There is one aspect of competition the Department of Health has yet to grasp - the competition for management talent.

The rules controlling pay for very senior managers - chief executives and those who report to them - in primary care trusts, ambulance trusts and strategic health authorities are beginning to collapse.

As HSJ reveals this week, they are routinely bent in a bid to hold on to the best performers. Manipulation of bonuses and job descriptions are just two of the wheezes employed.

The centrality of leadership to service quality is now understood throughout the health service; Lord Darzi's next stage review is peppered with references to it, and NHS chief executive David Nicholson is establishing a leadership council.

But although the DH talks a good game on leadership, it is stifling its growth by imposing irrational constraints on top managers' pay. Trusts have no choice but to find ways round these restrictions.

As the union Managers in Partnership has pointed out, world class commissioning is the most striking example of where pay restraint derails service quality. Managers in hospitals and PCTs admit in private that there is not enough management talent in PCTs to deliver the ambition of becoming truly world class. But the pay controls mean many top flight staff in the acute sector are discouraged from taking their expertise to where it is most needed.

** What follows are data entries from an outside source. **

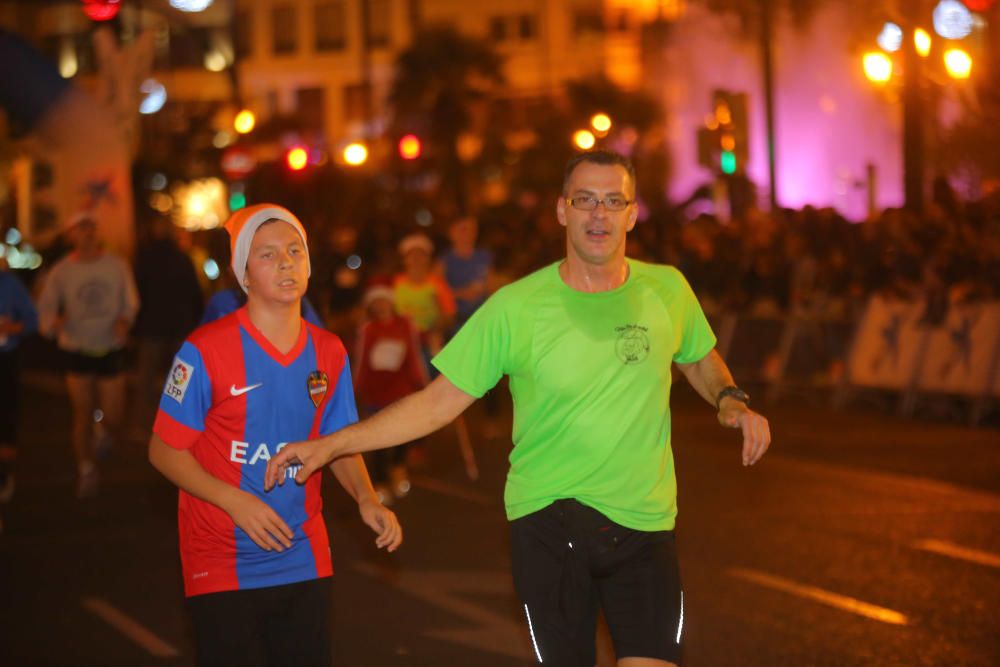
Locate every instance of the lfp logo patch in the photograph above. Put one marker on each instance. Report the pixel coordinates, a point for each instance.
(178, 380)
(317, 385)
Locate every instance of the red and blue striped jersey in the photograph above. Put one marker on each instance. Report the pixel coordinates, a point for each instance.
(233, 400)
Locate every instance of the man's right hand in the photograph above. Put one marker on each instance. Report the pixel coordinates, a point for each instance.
(311, 455)
(260, 522)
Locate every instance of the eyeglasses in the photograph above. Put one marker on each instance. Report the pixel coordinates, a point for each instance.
(589, 203)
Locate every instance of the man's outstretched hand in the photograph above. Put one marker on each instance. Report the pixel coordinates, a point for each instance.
(310, 455)
(756, 430)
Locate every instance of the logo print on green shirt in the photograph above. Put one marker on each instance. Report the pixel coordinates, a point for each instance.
(632, 346)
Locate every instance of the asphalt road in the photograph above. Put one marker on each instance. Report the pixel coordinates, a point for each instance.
(861, 539)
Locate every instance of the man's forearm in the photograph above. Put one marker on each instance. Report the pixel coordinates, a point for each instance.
(708, 376)
(407, 419)
(352, 474)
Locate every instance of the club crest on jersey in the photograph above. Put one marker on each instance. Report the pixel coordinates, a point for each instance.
(178, 380)
(317, 384)
(632, 346)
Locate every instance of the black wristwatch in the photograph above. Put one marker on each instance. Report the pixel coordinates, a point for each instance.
(734, 392)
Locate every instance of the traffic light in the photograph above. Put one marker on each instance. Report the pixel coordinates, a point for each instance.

Local government has unashamedly driven up senior pay. Fourteen years ago the first£100,000-plus chief executive was announced; nine years later the first£200,000 appointment was made. Rewarding executive talent has been integral to transforming the fortunes of cities such as Manchester, Birmingham and Sheffield.

Foundation trusts are following a similar pattern. First class board-level leadership is one of the defining qualities of hospitals such as Salford, University College London and Addenbrooke's, and they have the freedom to attract and reward the best. The salaries and bonuses at foundation trusts are still far less than their best people could earn in the private sector, but generous enough to keep talent in public service.

The rest of the NHS needs the same freedom. The Department of Health should take the advice of MiP and rip up its rule book.